Tiens, ce genre là !


----------



## -Paria- (2 Novembre 2010)

Bonjour Pascal 77,
oui en ultime recourt je prendrais un adaptateur de prise mais je n'ai pas envi de me trimbaler avec ça.
mon mac a été acheté au canada donc je préfère changer le câble pour être tranquille et pas courir après l'adaptateur.
c'est déjà la méthode que j'emploi pour mon macbook (français) et sa me saoul...


----------



## lepetitpiero (2 Novembre 2010)

Peut-être qu'un coup de téléphone chez Apple et ils pourront te vendre un cordon secteur version française....


----------



## Pascal 77 (3 Novembre 2010)

-Paria- a dit:


> je préfère changer le câble pour être tranquille et pas courir après l'adaptateur.



Tu as tort, l'adaptateur présente (par rapport au câble) l'intéressante caractéristique de pouvoir être utilisé avec ton Mac *ou tout autre équipement électrique muni d'une prise européenne, et ce y compris pour les équipements dont le câble d'alimentation n'est pas amovible.* Mon fils ne l'avait pas utilisé que pour son Mac, l'adaptateur en question


----------



## -Paria- (3 Novembre 2010)

lepetitpiero a dit:


> Peut-être qu'un coup de téléphone chez Apple et ils pourront te vendre un cordon secteur version française....


 
Oui c'est une tres bonne idée, je choisirais cette option si je ne trouve pas de cable d'alim standard (surement moins honnereux)

pour Pascal 77:
je comprend tres bien ton point de vue et je connais bien ce type de produit.
mais je considere cette utilisation comme un moyen a court terme, dans le cadre d'un voyage par exemple.
hors la, je rentre definitivement en france et donc je prefere prévoir sur du plus long terme.

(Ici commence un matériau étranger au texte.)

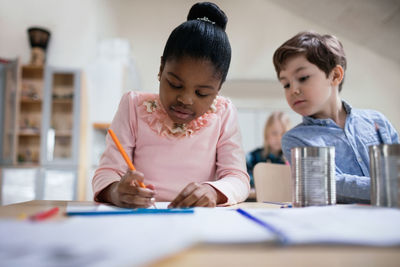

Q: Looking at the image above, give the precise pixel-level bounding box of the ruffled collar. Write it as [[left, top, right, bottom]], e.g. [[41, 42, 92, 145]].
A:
[[138, 94, 227, 138]]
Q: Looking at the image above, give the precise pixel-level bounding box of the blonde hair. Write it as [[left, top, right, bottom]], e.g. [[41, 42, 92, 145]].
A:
[[264, 111, 290, 156]]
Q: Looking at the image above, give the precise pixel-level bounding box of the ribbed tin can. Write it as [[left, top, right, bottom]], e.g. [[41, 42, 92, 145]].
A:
[[291, 147, 336, 207], [369, 144, 400, 207]]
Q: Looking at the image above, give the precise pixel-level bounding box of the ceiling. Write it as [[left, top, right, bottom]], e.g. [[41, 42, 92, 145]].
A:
[[269, 0, 400, 63]]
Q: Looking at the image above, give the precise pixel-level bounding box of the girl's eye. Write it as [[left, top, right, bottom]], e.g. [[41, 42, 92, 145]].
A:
[[299, 76, 310, 82], [196, 91, 208, 97], [167, 80, 182, 89]]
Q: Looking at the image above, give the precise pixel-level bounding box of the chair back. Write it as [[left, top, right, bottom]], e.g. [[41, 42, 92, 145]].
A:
[[253, 162, 293, 202]]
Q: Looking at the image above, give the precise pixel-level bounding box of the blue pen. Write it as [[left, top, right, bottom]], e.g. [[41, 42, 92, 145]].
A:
[[236, 209, 288, 245], [263, 201, 293, 208]]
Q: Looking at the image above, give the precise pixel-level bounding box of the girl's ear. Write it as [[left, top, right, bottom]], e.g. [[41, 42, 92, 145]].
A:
[[158, 57, 165, 81], [331, 65, 344, 86]]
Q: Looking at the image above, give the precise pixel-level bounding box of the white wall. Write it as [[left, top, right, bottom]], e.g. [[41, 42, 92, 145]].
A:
[[0, 0, 400, 199], [0, 0, 400, 129]]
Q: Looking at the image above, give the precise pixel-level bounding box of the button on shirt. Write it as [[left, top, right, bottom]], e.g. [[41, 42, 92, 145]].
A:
[[282, 101, 399, 203]]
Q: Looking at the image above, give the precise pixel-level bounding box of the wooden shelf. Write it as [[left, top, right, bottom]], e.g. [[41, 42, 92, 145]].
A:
[[52, 98, 73, 104], [18, 130, 40, 137], [93, 122, 111, 131], [56, 130, 72, 137], [21, 97, 42, 104]]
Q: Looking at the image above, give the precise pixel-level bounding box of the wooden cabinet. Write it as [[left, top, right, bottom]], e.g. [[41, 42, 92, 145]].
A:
[[0, 60, 84, 204], [14, 65, 44, 165], [41, 67, 81, 165]]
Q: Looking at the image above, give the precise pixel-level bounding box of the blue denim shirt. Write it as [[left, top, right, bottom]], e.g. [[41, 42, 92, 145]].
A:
[[282, 101, 399, 203]]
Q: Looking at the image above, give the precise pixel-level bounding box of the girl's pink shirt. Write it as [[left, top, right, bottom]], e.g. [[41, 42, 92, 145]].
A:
[[92, 92, 250, 205]]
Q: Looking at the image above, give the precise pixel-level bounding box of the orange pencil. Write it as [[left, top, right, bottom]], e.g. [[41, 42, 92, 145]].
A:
[[108, 129, 146, 188]]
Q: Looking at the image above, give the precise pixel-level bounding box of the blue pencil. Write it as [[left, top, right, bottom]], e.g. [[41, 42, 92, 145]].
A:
[[67, 208, 194, 216], [236, 209, 288, 244], [375, 122, 384, 144]]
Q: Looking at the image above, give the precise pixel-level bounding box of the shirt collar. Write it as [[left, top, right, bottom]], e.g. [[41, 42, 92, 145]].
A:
[[303, 100, 352, 126]]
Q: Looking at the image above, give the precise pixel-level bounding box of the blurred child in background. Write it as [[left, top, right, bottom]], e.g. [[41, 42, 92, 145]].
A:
[[246, 111, 290, 187]]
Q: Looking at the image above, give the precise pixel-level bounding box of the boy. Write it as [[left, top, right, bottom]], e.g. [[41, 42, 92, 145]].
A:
[[273, 32, 399, 203]]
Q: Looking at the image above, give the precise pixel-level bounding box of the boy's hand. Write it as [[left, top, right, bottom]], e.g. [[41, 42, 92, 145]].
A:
[[99, 171, 155, 208], [168, 183, 226, 208]]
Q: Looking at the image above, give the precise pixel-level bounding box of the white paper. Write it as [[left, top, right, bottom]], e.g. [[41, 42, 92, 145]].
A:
[[0, 215, 198, 267], [247, 205, 400, 246]]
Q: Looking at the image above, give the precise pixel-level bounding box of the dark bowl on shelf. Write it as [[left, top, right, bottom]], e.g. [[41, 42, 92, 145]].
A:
[[28, 27, 50, 50]]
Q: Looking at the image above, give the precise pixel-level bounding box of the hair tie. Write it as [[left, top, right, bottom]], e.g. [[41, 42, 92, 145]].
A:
[[197, 16, 215, 24]]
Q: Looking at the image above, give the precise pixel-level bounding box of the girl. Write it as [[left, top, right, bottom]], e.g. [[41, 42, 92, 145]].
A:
[[246, 112, 290, 187], [92, 2, 250, 208]]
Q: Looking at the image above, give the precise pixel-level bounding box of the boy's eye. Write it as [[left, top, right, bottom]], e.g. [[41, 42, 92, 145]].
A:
[[196, 91, 208, 97], [167, 80, 182, 89], [299, 76, 310, 82]]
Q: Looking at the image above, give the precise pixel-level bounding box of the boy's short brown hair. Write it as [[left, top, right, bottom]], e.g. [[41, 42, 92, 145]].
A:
[[273, 31, 347, 92]]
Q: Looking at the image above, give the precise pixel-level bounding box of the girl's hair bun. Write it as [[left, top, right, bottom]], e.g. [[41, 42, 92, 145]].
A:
[[187, 2, 228, 30]]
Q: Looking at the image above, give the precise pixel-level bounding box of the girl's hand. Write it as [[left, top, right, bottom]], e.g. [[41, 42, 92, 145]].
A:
[[168, 183, 226, 208], [99, 171, 155, 208]]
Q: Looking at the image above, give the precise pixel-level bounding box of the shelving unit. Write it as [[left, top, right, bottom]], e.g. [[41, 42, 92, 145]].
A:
[[0, 60, 84, 204], [14, 65, 44, 165]]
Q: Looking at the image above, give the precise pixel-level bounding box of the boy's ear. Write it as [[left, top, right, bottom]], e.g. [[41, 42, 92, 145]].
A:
[[331, 65, 344, 86]]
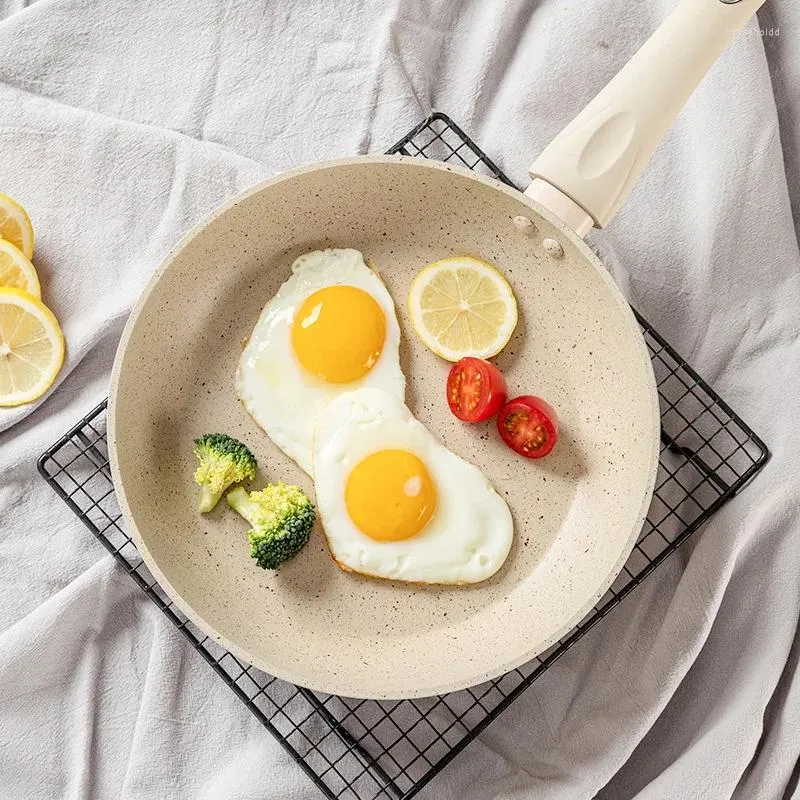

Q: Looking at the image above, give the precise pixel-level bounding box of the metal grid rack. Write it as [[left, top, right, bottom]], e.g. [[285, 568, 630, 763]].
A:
[[39, 114, 769, 800]]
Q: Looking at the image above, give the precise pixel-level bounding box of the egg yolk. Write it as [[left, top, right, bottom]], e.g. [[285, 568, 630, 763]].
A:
[[344, 450, 436, 542], [292, 286, 386, 383]]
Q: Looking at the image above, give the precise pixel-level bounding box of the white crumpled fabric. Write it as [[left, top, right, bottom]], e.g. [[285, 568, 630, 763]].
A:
[[0, 0, 800, 800]]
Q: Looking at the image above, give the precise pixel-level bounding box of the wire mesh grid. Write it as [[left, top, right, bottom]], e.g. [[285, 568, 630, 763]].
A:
[[39, 114, 769, 800]]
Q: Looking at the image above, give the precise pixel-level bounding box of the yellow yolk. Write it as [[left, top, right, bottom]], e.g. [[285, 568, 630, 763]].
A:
[[344, 450, 436, 542], [292, 286, 386, 383]]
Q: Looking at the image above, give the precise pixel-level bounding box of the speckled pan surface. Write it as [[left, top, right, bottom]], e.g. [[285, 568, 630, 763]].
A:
[[109, 156, 659, 698]]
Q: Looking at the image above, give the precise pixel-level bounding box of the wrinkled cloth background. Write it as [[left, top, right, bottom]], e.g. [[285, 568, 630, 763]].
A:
[[0, 0, 800, 800]]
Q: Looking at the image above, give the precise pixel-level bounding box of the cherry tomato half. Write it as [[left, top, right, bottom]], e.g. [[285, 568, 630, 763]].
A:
[[497, 394, 558, 458], [447, 356, 506, 422]]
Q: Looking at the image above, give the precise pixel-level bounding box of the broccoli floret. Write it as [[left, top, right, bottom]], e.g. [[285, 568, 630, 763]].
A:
[[227, 483, 317, 569], [194, 433, 256, 513]]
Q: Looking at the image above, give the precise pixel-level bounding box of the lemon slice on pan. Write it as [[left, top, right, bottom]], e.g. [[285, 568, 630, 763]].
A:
[[0, 239, 42, 297], [408, 256, 517, 361], [0, 289, 64, 406], [0, 194, 33, 258]]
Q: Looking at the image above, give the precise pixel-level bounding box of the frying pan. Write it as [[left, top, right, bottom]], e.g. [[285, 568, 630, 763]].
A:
[[109, 0, 763, 698]]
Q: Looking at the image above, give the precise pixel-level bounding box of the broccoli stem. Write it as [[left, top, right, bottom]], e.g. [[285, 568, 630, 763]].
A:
[[225, 486, 258, 526], [200, 486, 220, 514]]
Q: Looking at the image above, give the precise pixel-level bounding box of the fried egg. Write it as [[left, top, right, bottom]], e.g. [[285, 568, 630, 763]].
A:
[[236, 249, 405, 475], [314, 387, 513, 584]]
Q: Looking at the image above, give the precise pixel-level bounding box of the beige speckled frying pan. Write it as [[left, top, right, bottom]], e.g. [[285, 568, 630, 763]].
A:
[[109, 0, 761, 698]]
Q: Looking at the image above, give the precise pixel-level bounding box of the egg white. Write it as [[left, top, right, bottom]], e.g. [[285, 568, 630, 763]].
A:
[[314, 388, 513, 584], [236, 249, 406, 475]]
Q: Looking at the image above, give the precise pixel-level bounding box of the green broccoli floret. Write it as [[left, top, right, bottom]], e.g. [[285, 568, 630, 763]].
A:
[[194, 433, 256, 513], [227, 483, 317, 569]]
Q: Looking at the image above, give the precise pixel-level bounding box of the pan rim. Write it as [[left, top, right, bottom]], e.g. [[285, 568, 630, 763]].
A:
[[107, 155, 661, 700]]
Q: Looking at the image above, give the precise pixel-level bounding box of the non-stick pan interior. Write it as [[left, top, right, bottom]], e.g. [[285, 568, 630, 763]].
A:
[[110, 157, 658, 697]]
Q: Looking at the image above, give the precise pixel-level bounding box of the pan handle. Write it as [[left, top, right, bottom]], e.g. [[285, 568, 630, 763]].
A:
[[525, 0, 765, 236]]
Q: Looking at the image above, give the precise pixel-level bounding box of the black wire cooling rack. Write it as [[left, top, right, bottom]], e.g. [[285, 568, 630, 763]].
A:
[[39, 114, 769, 800]]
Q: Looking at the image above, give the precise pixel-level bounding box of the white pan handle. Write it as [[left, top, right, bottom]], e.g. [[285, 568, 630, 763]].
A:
[[525, 0, 765, 236]]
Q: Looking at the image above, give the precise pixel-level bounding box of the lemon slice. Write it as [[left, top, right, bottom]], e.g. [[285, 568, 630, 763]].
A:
[[0, 194, 33, 258], [408, 256, 517, 361], [0, 239, 42, 297], [0, 289, 64, 406]]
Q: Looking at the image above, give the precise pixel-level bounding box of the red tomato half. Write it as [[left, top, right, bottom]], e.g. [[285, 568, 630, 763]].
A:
[[497, 394, 558, 458], [447, 356, 506, 422]]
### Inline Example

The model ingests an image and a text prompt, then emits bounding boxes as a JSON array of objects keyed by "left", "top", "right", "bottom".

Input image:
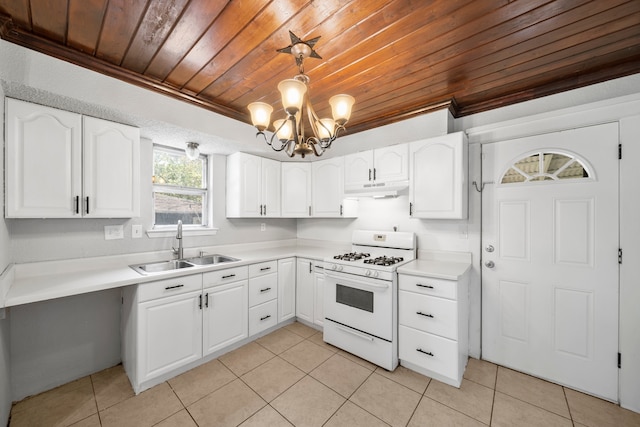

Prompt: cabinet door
[
  {"left": 5, "top": 98, "right": 82, "bottom": 218},
  {"left": 311, "top": 157, "right": 344, "bottom": 217},
  {"left": 262, "top": 159, "right": 281, "bottom": 218},
  {"left": 313, "top": 270, "right": 325, "bottom": 326},
  {"left": 226, "top": 153, "right": 262, "bottom": 218},
  {"left": 278, "top": 258, "right": 296, "bottom": 322},
  {"left": 82, "top": 116, "right": 140, "bottom": 218},
  {"left": 344, "top": 150, "right": 373, "bottom": 190},
  {"left": 137, "top": 291, "right": 202, "bottom": 382},
  {"left": 296, "top": 258, "right": 315, "bottom": 323},
  {"left": 409, "top": 132, "right": 468, "bottom": 219},
  {"left": 373, "top": 144, "right": 409, "bottom": 182},
  {"left": 202, "top": 280, "right": 249, "bottom": 356},
  {"left": 281, "top": 162, "right": 311, "bottom": 218}
]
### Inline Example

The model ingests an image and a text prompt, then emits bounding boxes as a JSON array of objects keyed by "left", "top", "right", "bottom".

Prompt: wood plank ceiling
[{"left": 0, "top": 0, "right": 640, "bottom": 133}]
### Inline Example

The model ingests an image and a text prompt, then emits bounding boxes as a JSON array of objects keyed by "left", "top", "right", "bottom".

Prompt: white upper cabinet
[
  {"left": 344, "top": 144, "right": 409, "bottom": 194},
  {"left": 311, "top": 157, "right": 357, "bottom": 218},
  {"left": 281, "top": 162, "right": 311, "bottom": 218},
  {"left": 344, "top": 150, "right": 373, "bottom": 191},
  {"left": 373, "top": 144, "right": 409, "bottom": 185},
  {"left": 227, "top": 153, "right": 280, "bottom": 218},
  {"left": 5, "top": 98, "right": 140, "bottom": 218},
  {"left": 409, "top": 132, "right": 468, "bottom": 219},
  {"left": 83, "top": 116, "right": 140, "bottom": 218}
]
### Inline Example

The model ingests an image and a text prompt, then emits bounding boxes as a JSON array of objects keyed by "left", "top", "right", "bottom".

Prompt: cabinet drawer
[
  {"left": 249, "top": 261, "right": 278, "bottom": 277},
  {"left": 138, "top": 274, "right": 202, "bottom": 302},
  {"left": 398, "top": 291, "right": 458, "bottom": 340},
  {"left": 249, "top": 273, "right": 278, "bottom": 307},
  {"left": 398, "top": 274, "right": 458, "bottom": 299},
  {"left": 398, "top": 325, "right": 459, "bottom": 380},
  {"left": 202, "top": 265, "right": 249, "bottom": 287},
  {"left": 249, "top": 299, "right": 278, "bottom": 335}
]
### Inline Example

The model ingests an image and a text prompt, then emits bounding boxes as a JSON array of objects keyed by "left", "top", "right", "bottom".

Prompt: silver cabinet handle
[{"left": 416, "top": 311, "right": 433, "bottom": 319}]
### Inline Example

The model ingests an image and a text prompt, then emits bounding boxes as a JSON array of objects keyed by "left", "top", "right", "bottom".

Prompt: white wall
[
  {"left": 10, "top": 289, "right": 121, "bottom": 401},
  {"left": 0, "top": 84, "right": 11, "bottom": 425}
]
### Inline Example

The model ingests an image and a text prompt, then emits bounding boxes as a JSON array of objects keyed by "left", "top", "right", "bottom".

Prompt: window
[
  {"left": 152, "top": 145, "right": 209, "bottom": 228},
  {"left": 500, "top": 151, "right": 591, "bottom": 184}
]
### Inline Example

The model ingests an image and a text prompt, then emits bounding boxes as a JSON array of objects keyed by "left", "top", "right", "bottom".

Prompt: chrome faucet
[{"left": 171, "top": 220, "right": 184, "bottom": 259}]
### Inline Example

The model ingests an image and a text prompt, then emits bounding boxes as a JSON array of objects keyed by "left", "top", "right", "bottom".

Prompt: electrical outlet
[
  {"left": 131, "top": 224, "right": 142, "bottom": 239},
  {"left": 104, "top": 225, "right": 124, "bottom": 240}
]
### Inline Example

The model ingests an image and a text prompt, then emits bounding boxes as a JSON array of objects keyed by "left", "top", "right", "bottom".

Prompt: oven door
[{"left": 324, "top": 271, "right": 394, "bottom": 341}]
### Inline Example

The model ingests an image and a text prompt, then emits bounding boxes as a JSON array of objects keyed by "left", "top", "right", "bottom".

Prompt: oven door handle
[
  {"left": 337, "top": 326, "right": 373, "bottom": 341},
  {"left": 325, "top": 270, "right": 391, "bottom": 292}
]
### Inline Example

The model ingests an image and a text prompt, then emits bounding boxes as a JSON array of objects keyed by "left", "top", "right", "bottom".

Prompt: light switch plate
[
  {"left": 104, "top": 225, "right": 124, "bottom": 240},
  {"left": 131, "top": 224, "right": 142, "bottom": 239}
]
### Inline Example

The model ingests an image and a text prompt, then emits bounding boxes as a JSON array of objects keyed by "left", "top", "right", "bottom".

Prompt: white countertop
[
  {"left": 0, "top": 239, "right": 471, "bottom": 309},
  {"left": 398, "top": 259, "right": 471, "bottom": 280},
  {"left": 0, "top": 240, "right": 344, "bottom": 308}
]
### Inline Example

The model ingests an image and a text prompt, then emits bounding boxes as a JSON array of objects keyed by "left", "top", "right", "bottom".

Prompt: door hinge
[{"left": 618, "top": 353, "right": 622, "bottom": 369}]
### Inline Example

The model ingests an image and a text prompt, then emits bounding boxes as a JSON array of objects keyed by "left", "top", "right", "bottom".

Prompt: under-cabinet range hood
[{"left": 344, "top": 180, "right": 409, "bottom": 199}]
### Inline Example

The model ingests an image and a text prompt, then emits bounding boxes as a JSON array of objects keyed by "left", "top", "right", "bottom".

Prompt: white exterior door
[{"left": 482, "top": 123, "right": 618, "bottom": 401}]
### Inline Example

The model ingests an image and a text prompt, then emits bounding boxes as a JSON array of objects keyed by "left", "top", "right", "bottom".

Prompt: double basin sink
[{"left": 130, "top": 254, "right": 240, "bottom": 275}]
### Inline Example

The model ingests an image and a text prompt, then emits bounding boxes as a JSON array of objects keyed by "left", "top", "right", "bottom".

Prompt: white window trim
[{"left": 151, "top": 144, "right": 218, "bottom": 232}]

ce type de produit est tres bien pour les ¨voyageurs¨
mais ce type d'adaptateur ce retrouve assez encombrant sur un raque a prise par exemple (bien souvant on ne peut rien mettre a coté)

c'est pourquoi j'utiliserais ce systeme en derrnier recourt.
toute fois je te remercie (ainsi que les autres )d'avoir prété attention a mon probleme et de m'avoir fourni des informations pour y remedier.


----------